Late last week, Mark Carney announced that Canada would be removing several retaliatory tariffs on U.S. goods that are compliant with the three-nation U.S.-Mexico-Canada free trade agreement.
While Canadian tariffs on U.S. vehicles, steel and aluminum will remain for the present time as the Liberal government attempts to continue trade talks with the Trump administration, tariffs will be lifted on dozens of UMSCA-compliant U.S. goods at the start of September, according to a CBC report.
This will include everything from coffee and tea, and fruits and vegetables, to alcohol, shoes, motorcycles, radiators and mining tools, and everything in between. The list is eclectic, as you can see.

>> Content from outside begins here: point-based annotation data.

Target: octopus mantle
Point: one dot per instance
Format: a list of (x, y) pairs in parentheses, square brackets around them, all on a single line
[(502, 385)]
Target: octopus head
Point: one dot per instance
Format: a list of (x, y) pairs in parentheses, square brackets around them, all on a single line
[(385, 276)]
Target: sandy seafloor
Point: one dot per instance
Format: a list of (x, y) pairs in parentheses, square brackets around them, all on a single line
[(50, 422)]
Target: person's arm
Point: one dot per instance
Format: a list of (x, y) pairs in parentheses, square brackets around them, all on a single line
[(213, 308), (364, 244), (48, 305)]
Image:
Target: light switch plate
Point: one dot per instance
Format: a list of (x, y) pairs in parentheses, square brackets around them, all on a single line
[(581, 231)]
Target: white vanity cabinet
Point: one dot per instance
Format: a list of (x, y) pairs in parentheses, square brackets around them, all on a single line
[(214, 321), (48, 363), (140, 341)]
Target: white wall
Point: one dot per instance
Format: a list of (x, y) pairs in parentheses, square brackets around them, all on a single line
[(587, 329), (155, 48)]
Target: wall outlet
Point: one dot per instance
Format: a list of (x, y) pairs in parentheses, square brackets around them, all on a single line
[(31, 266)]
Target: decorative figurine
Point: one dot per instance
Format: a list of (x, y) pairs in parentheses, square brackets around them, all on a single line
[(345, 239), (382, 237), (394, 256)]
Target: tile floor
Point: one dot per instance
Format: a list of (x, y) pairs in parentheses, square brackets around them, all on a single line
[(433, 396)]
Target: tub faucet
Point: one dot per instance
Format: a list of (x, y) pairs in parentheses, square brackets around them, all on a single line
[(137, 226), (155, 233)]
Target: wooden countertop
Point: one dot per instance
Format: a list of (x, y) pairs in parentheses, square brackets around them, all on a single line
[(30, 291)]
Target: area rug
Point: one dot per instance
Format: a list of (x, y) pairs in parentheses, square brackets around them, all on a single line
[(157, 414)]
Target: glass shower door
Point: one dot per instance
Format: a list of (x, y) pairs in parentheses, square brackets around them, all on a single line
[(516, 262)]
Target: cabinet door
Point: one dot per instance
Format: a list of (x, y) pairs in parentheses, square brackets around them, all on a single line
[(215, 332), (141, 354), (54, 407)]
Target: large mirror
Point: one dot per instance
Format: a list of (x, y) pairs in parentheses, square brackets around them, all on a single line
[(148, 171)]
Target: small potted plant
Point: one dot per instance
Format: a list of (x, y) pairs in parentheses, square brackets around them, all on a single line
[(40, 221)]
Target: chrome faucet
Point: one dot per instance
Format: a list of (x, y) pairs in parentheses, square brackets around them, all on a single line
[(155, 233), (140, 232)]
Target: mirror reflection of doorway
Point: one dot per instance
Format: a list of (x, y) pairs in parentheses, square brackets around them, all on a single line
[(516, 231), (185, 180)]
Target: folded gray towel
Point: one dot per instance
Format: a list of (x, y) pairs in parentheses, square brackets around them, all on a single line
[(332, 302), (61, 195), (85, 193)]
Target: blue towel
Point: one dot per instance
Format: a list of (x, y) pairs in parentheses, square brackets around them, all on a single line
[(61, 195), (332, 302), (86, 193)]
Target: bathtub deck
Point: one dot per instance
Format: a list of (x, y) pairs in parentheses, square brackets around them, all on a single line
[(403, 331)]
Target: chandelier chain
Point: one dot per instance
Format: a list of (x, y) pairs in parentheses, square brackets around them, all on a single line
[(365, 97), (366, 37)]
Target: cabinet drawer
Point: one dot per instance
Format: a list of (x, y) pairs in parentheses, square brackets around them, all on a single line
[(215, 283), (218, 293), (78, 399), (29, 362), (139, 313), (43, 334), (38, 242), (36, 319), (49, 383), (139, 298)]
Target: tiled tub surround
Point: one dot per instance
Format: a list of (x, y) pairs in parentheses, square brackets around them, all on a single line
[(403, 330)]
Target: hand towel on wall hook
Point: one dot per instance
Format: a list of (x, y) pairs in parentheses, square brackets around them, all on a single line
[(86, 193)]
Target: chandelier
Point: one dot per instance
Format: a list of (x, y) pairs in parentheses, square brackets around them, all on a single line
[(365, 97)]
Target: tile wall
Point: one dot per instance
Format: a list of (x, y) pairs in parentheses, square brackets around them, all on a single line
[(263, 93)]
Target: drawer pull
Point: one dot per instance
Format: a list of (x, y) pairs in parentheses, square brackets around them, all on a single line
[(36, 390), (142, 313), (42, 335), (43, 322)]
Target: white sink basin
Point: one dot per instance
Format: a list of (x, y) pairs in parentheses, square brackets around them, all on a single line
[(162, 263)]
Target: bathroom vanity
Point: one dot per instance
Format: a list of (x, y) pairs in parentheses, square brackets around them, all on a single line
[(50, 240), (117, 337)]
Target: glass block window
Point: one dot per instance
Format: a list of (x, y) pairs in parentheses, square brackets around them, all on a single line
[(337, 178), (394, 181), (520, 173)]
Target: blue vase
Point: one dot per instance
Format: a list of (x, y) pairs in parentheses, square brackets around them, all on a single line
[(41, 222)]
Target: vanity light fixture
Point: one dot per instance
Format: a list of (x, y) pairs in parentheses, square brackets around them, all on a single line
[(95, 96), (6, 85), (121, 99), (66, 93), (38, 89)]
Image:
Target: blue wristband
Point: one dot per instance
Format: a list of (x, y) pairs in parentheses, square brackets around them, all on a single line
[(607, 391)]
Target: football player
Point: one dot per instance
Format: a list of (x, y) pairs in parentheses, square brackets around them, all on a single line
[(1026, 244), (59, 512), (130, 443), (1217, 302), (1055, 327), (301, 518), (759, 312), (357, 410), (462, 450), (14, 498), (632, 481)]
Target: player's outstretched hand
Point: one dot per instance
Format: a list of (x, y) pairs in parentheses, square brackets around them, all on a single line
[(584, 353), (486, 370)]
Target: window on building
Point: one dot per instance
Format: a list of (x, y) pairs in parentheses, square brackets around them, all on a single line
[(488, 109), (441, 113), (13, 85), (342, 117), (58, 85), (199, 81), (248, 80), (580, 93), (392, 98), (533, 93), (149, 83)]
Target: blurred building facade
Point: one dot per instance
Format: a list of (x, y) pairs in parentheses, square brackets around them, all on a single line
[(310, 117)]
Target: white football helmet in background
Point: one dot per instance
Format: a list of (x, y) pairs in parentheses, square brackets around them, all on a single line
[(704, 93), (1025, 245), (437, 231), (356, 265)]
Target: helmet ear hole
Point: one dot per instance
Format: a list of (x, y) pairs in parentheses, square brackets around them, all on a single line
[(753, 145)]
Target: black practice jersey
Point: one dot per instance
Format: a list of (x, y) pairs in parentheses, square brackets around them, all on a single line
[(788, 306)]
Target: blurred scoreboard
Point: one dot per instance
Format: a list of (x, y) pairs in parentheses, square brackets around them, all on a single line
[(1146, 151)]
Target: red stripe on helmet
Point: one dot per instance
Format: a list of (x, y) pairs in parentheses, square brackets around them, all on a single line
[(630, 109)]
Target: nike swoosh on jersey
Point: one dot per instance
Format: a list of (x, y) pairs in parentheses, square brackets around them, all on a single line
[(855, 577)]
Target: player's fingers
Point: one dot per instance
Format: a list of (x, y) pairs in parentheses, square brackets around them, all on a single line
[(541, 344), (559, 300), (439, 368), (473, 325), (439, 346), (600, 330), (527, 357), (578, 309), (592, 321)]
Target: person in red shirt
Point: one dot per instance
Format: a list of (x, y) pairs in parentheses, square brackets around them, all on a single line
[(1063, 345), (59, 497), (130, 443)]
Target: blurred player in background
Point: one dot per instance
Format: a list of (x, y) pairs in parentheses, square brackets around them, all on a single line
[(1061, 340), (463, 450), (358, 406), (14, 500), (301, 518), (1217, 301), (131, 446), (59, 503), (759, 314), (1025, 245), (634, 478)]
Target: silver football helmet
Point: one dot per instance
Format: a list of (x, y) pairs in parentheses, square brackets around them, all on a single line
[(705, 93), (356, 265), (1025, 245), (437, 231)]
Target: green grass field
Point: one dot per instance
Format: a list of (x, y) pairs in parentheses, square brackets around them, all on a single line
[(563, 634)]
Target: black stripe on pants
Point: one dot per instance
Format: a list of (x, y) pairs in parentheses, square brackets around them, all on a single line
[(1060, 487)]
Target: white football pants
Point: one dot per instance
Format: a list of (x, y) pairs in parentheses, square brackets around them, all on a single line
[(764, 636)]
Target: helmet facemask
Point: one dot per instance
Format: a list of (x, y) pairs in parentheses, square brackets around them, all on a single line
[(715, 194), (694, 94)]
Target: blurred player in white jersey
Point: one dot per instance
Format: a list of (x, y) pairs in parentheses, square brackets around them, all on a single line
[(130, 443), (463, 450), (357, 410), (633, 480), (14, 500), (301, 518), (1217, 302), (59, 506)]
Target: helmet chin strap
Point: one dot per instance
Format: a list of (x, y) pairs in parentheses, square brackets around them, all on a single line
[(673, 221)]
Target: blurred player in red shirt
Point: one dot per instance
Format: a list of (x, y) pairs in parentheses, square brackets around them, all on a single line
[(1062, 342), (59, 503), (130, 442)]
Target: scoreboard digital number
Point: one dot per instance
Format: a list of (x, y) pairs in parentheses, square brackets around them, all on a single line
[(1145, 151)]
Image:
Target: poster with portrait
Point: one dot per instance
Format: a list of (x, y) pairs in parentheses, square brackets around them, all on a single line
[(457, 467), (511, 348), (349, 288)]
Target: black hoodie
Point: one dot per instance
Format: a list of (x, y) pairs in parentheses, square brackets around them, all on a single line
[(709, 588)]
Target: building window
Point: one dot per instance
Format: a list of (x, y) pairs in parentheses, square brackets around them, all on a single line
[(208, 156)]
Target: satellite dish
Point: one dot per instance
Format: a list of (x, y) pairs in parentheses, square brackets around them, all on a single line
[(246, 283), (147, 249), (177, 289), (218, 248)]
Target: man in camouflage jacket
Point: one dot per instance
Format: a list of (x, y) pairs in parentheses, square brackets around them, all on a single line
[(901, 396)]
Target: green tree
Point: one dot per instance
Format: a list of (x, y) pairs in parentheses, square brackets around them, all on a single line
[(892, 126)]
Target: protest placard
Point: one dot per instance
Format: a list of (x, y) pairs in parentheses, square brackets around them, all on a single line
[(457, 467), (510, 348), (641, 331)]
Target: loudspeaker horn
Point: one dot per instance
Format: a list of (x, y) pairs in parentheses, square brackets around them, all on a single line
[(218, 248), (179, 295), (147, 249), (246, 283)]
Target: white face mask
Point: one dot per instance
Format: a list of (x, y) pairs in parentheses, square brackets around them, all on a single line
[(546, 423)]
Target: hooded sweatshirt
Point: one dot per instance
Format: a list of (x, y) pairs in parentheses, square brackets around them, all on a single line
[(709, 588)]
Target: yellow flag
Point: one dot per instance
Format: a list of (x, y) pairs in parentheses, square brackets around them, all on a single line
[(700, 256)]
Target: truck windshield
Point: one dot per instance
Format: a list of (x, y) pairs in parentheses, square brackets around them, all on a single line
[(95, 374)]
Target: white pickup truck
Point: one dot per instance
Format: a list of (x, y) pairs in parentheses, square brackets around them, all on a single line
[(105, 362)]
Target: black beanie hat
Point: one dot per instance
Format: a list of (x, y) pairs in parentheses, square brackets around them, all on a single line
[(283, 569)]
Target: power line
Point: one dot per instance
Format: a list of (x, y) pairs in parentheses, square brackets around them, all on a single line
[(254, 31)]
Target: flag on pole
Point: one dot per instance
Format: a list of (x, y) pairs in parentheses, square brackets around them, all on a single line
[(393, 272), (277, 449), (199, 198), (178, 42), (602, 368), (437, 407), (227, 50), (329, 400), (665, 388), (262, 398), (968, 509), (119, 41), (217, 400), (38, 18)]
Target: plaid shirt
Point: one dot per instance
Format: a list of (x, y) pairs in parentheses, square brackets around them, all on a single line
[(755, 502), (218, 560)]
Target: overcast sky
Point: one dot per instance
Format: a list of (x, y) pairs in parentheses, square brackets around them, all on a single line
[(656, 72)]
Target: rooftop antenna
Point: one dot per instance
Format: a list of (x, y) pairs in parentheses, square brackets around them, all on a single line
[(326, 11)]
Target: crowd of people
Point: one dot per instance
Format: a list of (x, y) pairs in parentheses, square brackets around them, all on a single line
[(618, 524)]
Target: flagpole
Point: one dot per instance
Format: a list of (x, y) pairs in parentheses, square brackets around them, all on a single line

In announcing the decision, Carney noted that the U.S. had stated that it would not be imposing tariffs on Canadian goods that were also UMSCA compliant, which he called a positive development.
“Canada and the U.S. have now re-established free trade for the vast majority of our goods,” Carney said.
While this is true, it’s impossible to ignore the fact that the tone coming out of Ottawa these days is more conciliatory than during the last federal election, when the anti-American rhetoric was at its peak and politicians were falling in behind angry Canadians who seemed more interested in defending Canada’s sovereignty.
Certainly Carney’s critics have noticed, with suggestions in the media and by Mr. Poilievre that he has capitulated with demands out of Washington, D.C., and gotten nothing in return. But that would not be entirely true.
At the start of the month, Carney had already signalled that dropping some of Canada’s retaliatory tariffs may be part of a plan to keep the United States at the table, and that seems to be the game plan that Carney is employing here. At the very least, all these tariffs were doing was making everyday items that Canadians use far more expensive than they needed to be, and Canadians will hopefully start seeing a difference on their grocery bills at least come the fall.
And if it keeps the Trump administration at the table, then perhaps it may be worth dropping a trade irritant that nobody wanted in the first place.
This is what pragmatic leaders do — they change with the needs of the moment. But so much of these negotiations are happening behind closed doors, and it’s difficult for Canadians to see the long game. That information vacuum is an unhelpful reminder that Canada elected a business-minded economist into government, someone who does not have the experience of a long-serving politician.
And with the House not in session, and a nebulous budget still in the works for the fall, it has allowed his detractors more oxygen.
Nevertheless, it remains clear that Carney’s view of the unstable new trading relationship between the U.S. and Canada has not changed since his memorable speech last March in which he said that “Canada’s old relationship with the U.S. is over.”
He said as much on Friday, noting that countries “must now buy access to the world’s largest economy, through a combination of tariffs, investments, unilateral trade liberalization and policy changes in their home markets.”
What that means for the future of Canada-U.S. relations and any future free trade deal is anybody’s guess. As America’s largest trading partner, Canada certainly does have some leverage.
It’s worth remembering that Canadians hired Carney to try to keep the Canadian economy from going off the rails even as it was under attack by our southern neighbours last spring. Most of us also expected him to curb Donald Trump’s “51st state” rhetoric and shield us from the U.S. president’s infantile whims and volatile behaviour.
Even after Carney told Trump to his face that joining the U.S. “would never happen,” we have not witnessed the financial collapse that pundits warned against when trying to take on the U.S. economic powerhouse.
Even in the face of ongoing trade uncertainty with the U.S., the Canadian economy has continued to show signs of resilience thus far. And while job growth, particularly in the private sector, took a hit in July, inflation slowed to 1.7 per cent that same month.
It’s also noteworthy that Canada has significantly increased its international trade this year, though there is far more work to do before Canada can enjoy some measure of economic resilience rather than continued reliance on access to the U.S. market.
Elbows up or elbows down, the rhetoric isn’t really the point. At the end of the day, Carney will be judged by what kind of deal he hammers out with the United States, and ultimately what kind of economy we’re left with.
And for most Canadians, the ongoing game metaphor really doesn’t capture the seriousness of the fight in which we find ourselves.